The above does not discuss the relationship between these classes and the product class. We would want to clarify the matter by stating that all products are either current products or discontinued products. The daml:disjointUnionOf property allows us to express this:

<daml:Class rdf:ID="Product">
  <rdfs:label>Product</rdfs:label>
  <rdfs:comment>An item sold by Super Sports Inc.</rdfs:comment>
  <daml:disjointUnionOf parseType="daml:collection">
    <daml:Class rdf:ID="CurrentProduct">
      <rdfs:label>Current Product</rdfs:label>
      <rdfs:comment>An item currently sold by Super Sports Inc.
        at the time of query</rdfs:comment>
    </daml:Class>
    <daml:Class rdf:ID="DiscontinuedProduct">
      <rdfs:label>Discontinued Product</rdfs:label>
      <rdfs:comment>An item no longer sold by Super Sports Inc.
        at the time of query</rdfs:comment>
    </daml:Class>
  </daml:disjointUnionOf>
</daml:Class>

Which is, of course, equivalent to

<daml:Class rdf:ID="CurrentProduct">
  <rdfs:label>Current Product</rdfs:label>
  <rdfs:comment>An item currently sold by Super Sports Inc.
    at the time of query</rdfs:comment>
</daml:Class>

<daml:Class rdf:ID="DiscontinuedProduct">
  <rdfs:label>Discontinued Product</rdfs:label>
  <rdfs:comment>An item no longer sold by Super Sports Inc.
    at the time of query</rdfs:comment>
</daml:Class>

<daml:Class rdf:ID="Product">
  <rdfs:label>Product</rdfs:label>
  <rdfs:comment>An item sold by Super Sports Inc.</rdfs:comment>
  <daml:disjointUnionOf parseType="daml:collection">
    <daml:Class rdf:about="#CurrentProduct"/>
    <daml:Class rdf:about="#DiscontinuedProduct"/>
  </daml:disjointUnionOf>
</daml:Class>

Note that we omitted the daml:disjointWith property on CurrentProduct. We no longer need this property, as each class in a disjoint union must be disjoint with all the others.

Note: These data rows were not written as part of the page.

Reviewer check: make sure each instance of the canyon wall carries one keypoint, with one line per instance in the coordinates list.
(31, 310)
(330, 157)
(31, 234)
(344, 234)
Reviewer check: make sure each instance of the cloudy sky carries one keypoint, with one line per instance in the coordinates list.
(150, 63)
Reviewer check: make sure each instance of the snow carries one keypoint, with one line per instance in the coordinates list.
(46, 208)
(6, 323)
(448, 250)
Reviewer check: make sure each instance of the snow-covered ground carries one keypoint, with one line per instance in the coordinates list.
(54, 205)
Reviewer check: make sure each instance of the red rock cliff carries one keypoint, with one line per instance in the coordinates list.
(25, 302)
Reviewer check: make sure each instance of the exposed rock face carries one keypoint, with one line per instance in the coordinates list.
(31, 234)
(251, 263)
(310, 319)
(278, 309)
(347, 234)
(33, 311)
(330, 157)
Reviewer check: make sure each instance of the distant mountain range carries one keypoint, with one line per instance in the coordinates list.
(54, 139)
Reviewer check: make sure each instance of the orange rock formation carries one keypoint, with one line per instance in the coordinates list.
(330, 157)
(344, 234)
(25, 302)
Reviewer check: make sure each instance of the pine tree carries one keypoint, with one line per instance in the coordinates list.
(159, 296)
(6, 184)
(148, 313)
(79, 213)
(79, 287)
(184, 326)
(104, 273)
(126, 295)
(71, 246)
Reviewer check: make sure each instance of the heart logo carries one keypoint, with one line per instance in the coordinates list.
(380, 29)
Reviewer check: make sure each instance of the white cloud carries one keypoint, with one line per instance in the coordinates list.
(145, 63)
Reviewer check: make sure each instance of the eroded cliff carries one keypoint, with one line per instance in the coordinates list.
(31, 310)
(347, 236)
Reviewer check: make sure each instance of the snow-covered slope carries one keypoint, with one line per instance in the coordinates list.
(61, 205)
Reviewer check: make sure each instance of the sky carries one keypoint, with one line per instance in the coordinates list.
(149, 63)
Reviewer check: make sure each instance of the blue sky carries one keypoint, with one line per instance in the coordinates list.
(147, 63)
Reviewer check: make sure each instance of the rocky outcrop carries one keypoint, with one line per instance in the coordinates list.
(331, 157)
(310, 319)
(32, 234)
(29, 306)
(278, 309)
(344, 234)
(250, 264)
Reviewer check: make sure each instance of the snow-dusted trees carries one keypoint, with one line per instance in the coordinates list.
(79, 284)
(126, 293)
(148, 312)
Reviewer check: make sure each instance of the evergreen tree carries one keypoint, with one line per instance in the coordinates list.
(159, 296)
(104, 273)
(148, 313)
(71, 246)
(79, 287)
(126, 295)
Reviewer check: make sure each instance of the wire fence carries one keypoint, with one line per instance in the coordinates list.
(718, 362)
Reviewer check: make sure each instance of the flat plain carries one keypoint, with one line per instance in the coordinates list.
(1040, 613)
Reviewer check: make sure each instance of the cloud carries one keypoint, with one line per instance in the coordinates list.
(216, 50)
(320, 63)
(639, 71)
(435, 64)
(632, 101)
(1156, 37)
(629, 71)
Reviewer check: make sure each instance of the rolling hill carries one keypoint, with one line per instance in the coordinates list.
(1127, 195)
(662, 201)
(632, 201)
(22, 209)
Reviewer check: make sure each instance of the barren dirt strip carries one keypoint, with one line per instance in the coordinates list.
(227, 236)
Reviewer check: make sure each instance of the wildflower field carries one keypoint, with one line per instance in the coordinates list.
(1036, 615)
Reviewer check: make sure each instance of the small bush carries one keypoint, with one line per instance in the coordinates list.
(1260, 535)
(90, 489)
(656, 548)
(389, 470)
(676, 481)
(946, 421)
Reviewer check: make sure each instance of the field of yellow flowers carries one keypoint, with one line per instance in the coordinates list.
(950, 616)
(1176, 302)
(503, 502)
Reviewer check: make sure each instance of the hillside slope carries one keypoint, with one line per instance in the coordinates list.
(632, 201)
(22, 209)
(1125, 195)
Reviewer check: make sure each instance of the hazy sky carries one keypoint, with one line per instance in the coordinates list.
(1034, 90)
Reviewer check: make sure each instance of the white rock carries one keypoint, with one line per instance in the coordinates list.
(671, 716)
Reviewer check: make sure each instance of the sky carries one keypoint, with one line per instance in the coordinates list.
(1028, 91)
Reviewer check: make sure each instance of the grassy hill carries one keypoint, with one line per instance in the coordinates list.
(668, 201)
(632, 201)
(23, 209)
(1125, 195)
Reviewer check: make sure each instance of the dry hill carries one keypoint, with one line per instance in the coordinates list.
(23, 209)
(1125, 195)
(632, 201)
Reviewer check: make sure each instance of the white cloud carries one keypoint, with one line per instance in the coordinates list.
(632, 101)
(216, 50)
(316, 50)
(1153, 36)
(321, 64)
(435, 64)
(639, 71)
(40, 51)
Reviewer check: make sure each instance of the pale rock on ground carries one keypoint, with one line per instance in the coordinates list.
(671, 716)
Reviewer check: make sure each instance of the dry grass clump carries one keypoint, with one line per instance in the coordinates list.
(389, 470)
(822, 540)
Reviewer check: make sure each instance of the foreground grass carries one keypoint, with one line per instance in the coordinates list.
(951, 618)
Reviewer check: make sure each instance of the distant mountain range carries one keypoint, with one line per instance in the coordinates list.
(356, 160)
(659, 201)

Disjoint unions can involve more than two classes. For instance, if Super Sports needs to model products that are not yet offered in their catalogs, they might add this category as follows:

<daml:Class rdf:ID="Product">
  <rdfs:label>Product</rdfs:label>
  <rdfs:comment>An item sold by Super Sports Inc.</rdfs:comment>
  <daml:disjointUnionOf parseType="daml:collection">
    <daml:Class rdf:ID="CurrentProduct">
      <rdfs:label>Current Product</rdfs:label>
      <rdfs:comment>An item currently sold by Super Sports Inc.
        at the time of query</rdfs:comment>
    </daml:Class>
    <daml:Class rdf:ID="DiscontinuedProduct">
      <rdfs:label>Discontinued Product</rdfs:label>
      <rdfs:comment>An item no longer sold by Super Sports Inc.
        at the time of query</rdfs:comment>
    </daml:Class>
    <daml:Class rdf:ID="UnreleasedProduct">
      <rdfs:label>Unreleased Product</rdfs:label>
      <rdfs:comment>An item under planning or preparation for
        sale by Super Sports Inc., but not yet on sale at the time
        of query</rdfs:comment>
    </daml:Class>
  </daml:disjointUnionOf>
</daml:Class>  

And so all products must fall into exactly one of the categories: current, discontinued, or unreleased.